In the Next Room, St James Theatre
Friday 22nd November 2013
Is there a danger that a show can be oversold? Sarah Ruhl’s In the Next Room sounds innocuous enough — until you read its subtitle: The Vibrator Play. Marketed as the most provocative drama of the year, its theme is female sexuality in the Victorian era, and yes, it’s all about the discovery of the joys of orgasm. Now premiering in London, after a Broadway production that garnered Tony nominations, does this production, which is directed by Laurence Boswell, live up to the hype?

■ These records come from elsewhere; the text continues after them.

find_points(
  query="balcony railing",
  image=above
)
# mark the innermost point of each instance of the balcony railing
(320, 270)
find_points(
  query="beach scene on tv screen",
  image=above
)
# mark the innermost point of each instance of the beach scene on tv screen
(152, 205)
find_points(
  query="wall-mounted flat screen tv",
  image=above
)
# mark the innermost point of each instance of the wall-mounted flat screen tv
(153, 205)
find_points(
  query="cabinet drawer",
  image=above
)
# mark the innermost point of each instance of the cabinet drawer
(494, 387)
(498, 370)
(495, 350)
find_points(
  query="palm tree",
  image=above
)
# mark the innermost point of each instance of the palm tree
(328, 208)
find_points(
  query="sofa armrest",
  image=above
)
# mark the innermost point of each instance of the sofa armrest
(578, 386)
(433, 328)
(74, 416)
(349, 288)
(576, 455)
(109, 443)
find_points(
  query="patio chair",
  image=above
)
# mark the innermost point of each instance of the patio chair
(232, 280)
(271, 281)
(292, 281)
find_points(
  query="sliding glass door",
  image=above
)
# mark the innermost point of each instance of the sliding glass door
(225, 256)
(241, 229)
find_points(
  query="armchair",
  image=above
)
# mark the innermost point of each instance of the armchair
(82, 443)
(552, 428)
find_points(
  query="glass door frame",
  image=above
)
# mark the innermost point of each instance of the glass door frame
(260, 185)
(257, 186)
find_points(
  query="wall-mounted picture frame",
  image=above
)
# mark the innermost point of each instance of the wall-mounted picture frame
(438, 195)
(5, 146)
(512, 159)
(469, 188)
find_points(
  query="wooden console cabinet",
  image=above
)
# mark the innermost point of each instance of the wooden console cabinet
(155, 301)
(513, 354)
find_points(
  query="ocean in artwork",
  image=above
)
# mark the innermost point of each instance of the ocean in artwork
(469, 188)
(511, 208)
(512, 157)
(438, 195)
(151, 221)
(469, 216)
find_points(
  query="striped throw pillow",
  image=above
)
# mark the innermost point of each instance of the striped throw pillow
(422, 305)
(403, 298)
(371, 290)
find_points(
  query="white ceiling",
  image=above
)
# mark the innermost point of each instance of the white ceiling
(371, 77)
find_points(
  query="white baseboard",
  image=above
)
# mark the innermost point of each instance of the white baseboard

Set in a wealthy spa town just outside New York at the end of the 19th century, the story dwells in the home of one Dr Givings, who treats many women, and even some men, for hysterical symptoms. What’s amazing is that he uses an electric vibrating machine to give his patients orgasms, or in the language of the time “paroxysms”, and thus relieve the pressure on their wombs (yes, as you’d expect, the science really is pretty dodgy). Not only are his patients, such as Sabrina Daldry, sexually frustrated, but so is his wife Catherine, a new mother whose milk is inadequate, which means that a black wet nurse, Elizabeth, has to be employed, thus adding the issue of race and class to that of sexuality. Into this comedy of manners other characters, notably the nurse Annie and the painter Leo, drift in, elaborating the themes of more overt sexuality, both gay and straight.
Much of the comedy comes (oops) from our image of the Victorians as a straight-laced people, with the women especially naive and repressed. From the perspective of our more knowing age, they seem like creatures from a different planet, the women ridiculously innocent and the men absurdly patriarchal. This provides a lot of simple laughs and the transformation of Sabrina from chilly depression to blooming joy is heartwarming enough.
The case of Catherine is more complex. Seeing the effects of the new wonder machine on her husband’s patients, she naturally wants to try out the medicine. But Dr Givings says that his medical principles won’t allow him to treat his own wife. So Catherine decides to sample other avenues of exploration, and there are some interesting and tender scenes of female friendship to give the comedy some depth. Yet none of the psychology is convincing, and I had my doubts about the writing too.
Ruhl’s literary style has a stilted, awkward quality, part declamation and part archaic formulation. This might be her attempt to evoke a long-lost age, or to get a sense of comic brio from deliberate decorum, but to me it just feels odd: surely, no one ever spoke like this. Unbelievable as it is, the language has the advantages of clarity, if not of subtext and subtlety. The play is basically a documentary dressed up as light entertainment.
Still, Boswell’s sprightly production has a charming delicacy and the jokes are crisply delivered, and neatly wrapped up. On Simon Kenny’s split-level set, with the doctor’s surgery symbolically pressing down on the family’s living quarters below, a solid cast is led by Natalie Casey as the kooky Catherine and Flora Montgomery as the awakened Sabrina. Good support from Jason Hughes as Dr Givings, Sarah Woodward as Annie and Madeline Appiah as Elizabeth. But the play feels too long, too sunny and too superficial to deliver any real paroxysms. Definitely over-hyped.